/or/ distinctions and more
Laurence Horn
laurence.horn at YALE.EDU
Thu Apr 13 17:48:44 UTC 2000
At 11:14 AM -0400 4/13/00, Beverly Flanigan wrote:
>But what
>about 'sorry'? It used to rhyme with 'sore' for me but doesn't now (except
>in the idiom "a sorry mess"), though it still does (I think) for my
>Minnesota family. Come to think of it, it may now be [sari] for my brother
>too. Kid words which are also very high-frequency in adult discourse may
>be more susceptible to change, I suspect--any thoughts on this? A complex
>picture indeed!
>
I grew up with the New Yorker's [ar] for all of these (that is, low
relatively back unrounded, as in CAR), but when I went to college in
upstate New Yorker, I became self-conscious enough to adapt to the
indigenous [or] (as in SORE, with open o/backward c) in such words as
"forest", "moral", "orange", "Oregon", and especially "corridor"--after my
KAH-r at -dor pronunciation got mocked once too often for my comfort.
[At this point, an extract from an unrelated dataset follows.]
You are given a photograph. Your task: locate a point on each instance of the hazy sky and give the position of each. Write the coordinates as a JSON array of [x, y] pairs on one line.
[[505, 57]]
I
mostly still use the SORE vowel for these words (although it's somewhat
variable), but I don't think I ever switched over on "sorry". I'm not sure
what determined this, other than the shibboleth status of "corridor" and,
to a lesser extent, "orange". Anyway, it's interesting that others might
have shifted in the opposite (or-->ar) direction.